Prepare for the Enrolled Agent Exam. Use flashcards and multiple-choice questions with hints and explanations to master the material. Be exam-ready with confidence!

In a dividend reinvestment plan (DRIP), when an individual buys shares, the tax implications depend on the actual market value of the shares at the time of purchase rather than their purchase price.

In this scenario, the individual is acquiring 100 shares at the purchase price of $20 per share while the market price is $22 per share. When dividends are reinvested to purchase additional shares, the taxable portion is often determined based on the market value of the shares purchased through the reinvestment.

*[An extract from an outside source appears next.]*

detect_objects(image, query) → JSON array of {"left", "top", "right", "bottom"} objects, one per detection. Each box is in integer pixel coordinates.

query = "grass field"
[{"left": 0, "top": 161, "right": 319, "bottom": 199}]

Here, the market price of $22 means that the total market value of the 100 shares is $2,200 (100 shares x $22). Since the individual is purchasing at a lower price of $20, the taxable portion recognizes the difference between the market value and the amount spent on the shares. This total amount spent ($2,000) does not directly translate to taxable income, but because the dividend equivalent is based on market value, the taxable portion recognized would be the value of the shares at market price upon reinvestment.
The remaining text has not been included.